Cisco Unified Wireless Network Software Release 4.1 [Cisco 2100 Series Wireless LAN Controllers]

PB401199

Overview

Cisco® continues to strengthen the Cisco Unified Wireless Network with software enhancements and hardware products that are available with Cisco Unified Wireless Network Software Release 4.1. With this release, Cisco deepens the richness of its portfolio of mobility services including enhanced security, guest access, voice services and location services.

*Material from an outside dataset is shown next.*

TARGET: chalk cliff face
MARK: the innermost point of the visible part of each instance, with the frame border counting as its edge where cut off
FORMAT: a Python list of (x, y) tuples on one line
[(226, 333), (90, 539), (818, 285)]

This new release delivers:

• Unified management across large and very large networks with the new Cisco Wireless Control System (WCS) Navigator

• Enhanced WLAN management, optimization, scalability, and performance from new Cisco WCS reports, ease-of-use features, templates, guest access enhancements and tools for client troubleshooting, CiscoWorks Wireless LAN Solution Engine (WLSE) migration and interference detection

• Support for Cisco's diverse global customers with two new Cisco Aironet® access points

• Infrastructure enhancements that improve support for roaming clients, facilitate wired device mobility, support local user authentication at branch and remote offices, and enhance VoWLAN performance

• Increased flexibility, reliability and monitoring of wireless mesh networks

• Flexibility to mix and match Wi-Fi tags and applications from different vendors with the new Cisco Compatible Extensions Wi-Fi tag specification developed with cross-vendor engagement

• High-accuracy deterministic location-based notifications from Cisco Compatible Extensions Wi-Fi Tags as they enter, exit, or move past a chokepoint

• End-to-end security with Management Frame Protection (MFP) from Cisco Aironet 802.11a/b/g CardBus Wireless LAN Client Adapters and Wireless PCI Adapters

This release contains new features, as well as support for the features delivered in Cisco Unified Wireless Network Software Release 4.0. It introduces support for the following new features:

• Cisco Aironet® access points

– Cisco Aironet 1240G Series and 1130G Series Access Points

• Cisco Wireless LAN Controllers:

– Support for Cisco Wireless LAN Controller Network Module Enhanced (WLCM-E) for integrated services routers

– Load-based Call Admission Control (CAC) for voice over wireless LAN (VoWLAN)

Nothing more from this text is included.